本作は、序盤からライミ的な演出が炸裂する。ストレンジとガルガントスと呼ばれるひとつ目の巨大タコとの格闘がニューヨークで繰り広げられるのだが、ストレンジがトドメの一撃でガルガントスの目を引っこ抜く。ここで目を引っこ抜いた瞬間に「ポンっ!」という恐ろしく間抜けな音が鳴るのだ。この「ポンっ!」の瞬間、僕は「これは間違いなくサム・ライミの映画だ」と確信した。正しく前述した、「生命をおもちゃ感覚で面白おかしく破壊する悪趣味描写」である。そして、ここの戦闘シーンが何より超上手いのである。「なにを争点に争われているのか?」が極めて明確であり、人物の位置関係に混乱をきたさない。それ故に、決着の「キメのショット」が最大限に活きてくる。ここ最近のマンネリしきったMCUのアクションとは段違いの上手さを冒頭でサラッと見せてくるこの余裕。僕はコマンドーの名台詞ばりに「余裕の音だ」と言いそうになってしまった。余談ではあるが、その後の会話シーンも上手い。カフェでピザを食べながらアメリカ・チャベスとストレンジとウォンが会話するシーンである。ここは本作の重要な前提が示される会話シーンなのだが、ここのエキストラの動かし方が一級品だ。本来なら「前提を説明するだけ」の一歩間違えれば間延びしてしまうシーンで、ライミは会話に句読点を打つかのように画面にエキストラを横切らせる。何気ない演出だが、定期的にエキストラが横切ることで会話にリズムが生まれていく。これは上手すぎる。この時点でやはりライミは凡百の監督とは格が違うことが分かる。

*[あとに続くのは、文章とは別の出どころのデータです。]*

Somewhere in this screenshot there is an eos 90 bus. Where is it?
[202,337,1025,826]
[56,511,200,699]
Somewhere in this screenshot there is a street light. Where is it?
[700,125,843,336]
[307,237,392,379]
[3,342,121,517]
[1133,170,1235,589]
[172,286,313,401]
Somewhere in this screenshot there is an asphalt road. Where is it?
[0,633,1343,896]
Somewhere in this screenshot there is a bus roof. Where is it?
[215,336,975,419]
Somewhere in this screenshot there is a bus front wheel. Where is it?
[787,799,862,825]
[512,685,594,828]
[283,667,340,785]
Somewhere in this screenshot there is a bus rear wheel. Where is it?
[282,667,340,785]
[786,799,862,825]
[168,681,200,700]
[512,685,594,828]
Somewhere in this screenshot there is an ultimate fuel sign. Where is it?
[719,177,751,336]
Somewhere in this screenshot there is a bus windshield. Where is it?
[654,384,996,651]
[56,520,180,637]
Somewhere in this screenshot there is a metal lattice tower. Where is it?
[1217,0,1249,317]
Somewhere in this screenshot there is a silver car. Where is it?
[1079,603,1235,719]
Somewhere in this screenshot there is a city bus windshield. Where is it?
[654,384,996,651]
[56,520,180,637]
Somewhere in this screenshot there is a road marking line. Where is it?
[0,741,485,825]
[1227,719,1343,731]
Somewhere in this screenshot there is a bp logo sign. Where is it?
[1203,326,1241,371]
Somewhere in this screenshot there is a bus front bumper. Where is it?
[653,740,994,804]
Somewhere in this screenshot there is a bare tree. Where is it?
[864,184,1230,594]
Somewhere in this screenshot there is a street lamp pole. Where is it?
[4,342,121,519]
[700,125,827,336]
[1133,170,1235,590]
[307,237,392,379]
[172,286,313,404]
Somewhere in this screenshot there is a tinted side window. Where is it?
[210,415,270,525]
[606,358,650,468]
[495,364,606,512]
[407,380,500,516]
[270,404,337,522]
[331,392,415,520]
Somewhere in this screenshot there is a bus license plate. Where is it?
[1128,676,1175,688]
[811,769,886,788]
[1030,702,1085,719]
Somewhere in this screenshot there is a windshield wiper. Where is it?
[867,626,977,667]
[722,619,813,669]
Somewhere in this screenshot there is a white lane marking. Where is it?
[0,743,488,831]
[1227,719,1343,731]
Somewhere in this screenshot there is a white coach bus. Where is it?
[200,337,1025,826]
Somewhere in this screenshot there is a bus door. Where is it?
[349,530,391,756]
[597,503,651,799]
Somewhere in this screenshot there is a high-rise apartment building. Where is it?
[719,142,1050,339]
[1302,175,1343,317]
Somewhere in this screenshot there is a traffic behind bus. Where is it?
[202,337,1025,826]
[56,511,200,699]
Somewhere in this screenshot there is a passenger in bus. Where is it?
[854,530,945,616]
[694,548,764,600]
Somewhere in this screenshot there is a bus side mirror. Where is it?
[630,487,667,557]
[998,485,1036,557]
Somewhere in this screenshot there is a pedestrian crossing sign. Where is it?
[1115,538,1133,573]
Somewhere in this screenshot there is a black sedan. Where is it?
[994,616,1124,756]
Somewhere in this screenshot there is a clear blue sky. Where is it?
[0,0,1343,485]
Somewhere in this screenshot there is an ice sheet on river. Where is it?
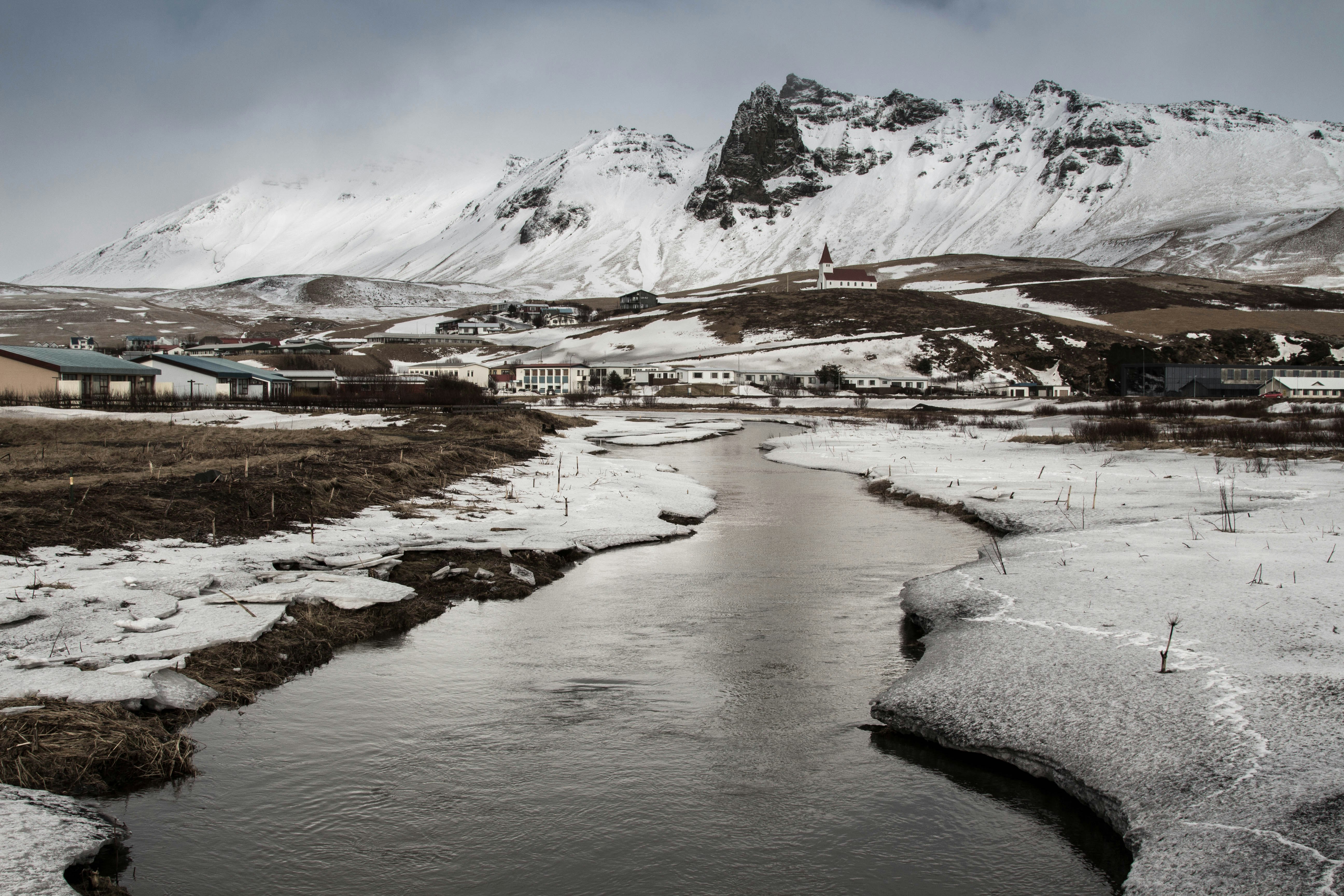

このように序盤からライミの妙技を充分に堪能させられるのだが、話が中盤から終盤に進んでいくに連れて、サム・ライミが突き抜けて行く。と言うか、終盤に至ってはもうほとんど「死霊のはらわた4」である。ディズニー重役の「馬鹿!誰がここまでやれって言った!」という怒号が聞こえてきた気がした。マルチバース?じゃあ何でもアリだな!ならば思いつく限りの超面白いアイデアをぶち込んでやる!詳しくは伏せるが、あまりにブッ飛んだアイデア、それを強引に成立させる力づくの編集。ホラー的でありながら、あまりの過剰さに笑い転げるしかないこの感覚。ここまでのMCU的な文脈に基づくファンダムならではの限定的な楽しみは陽炎の彼方へ。「いま!このシーン!この瞬間に起こっていることこそが超面白いんだ!」という原初的で「純映画的」としか表現できない悦びに満ちたクライマックス。「これが映画だろ!!」。ライミの誇示が、「映画」が全てを力強く凌駕していく。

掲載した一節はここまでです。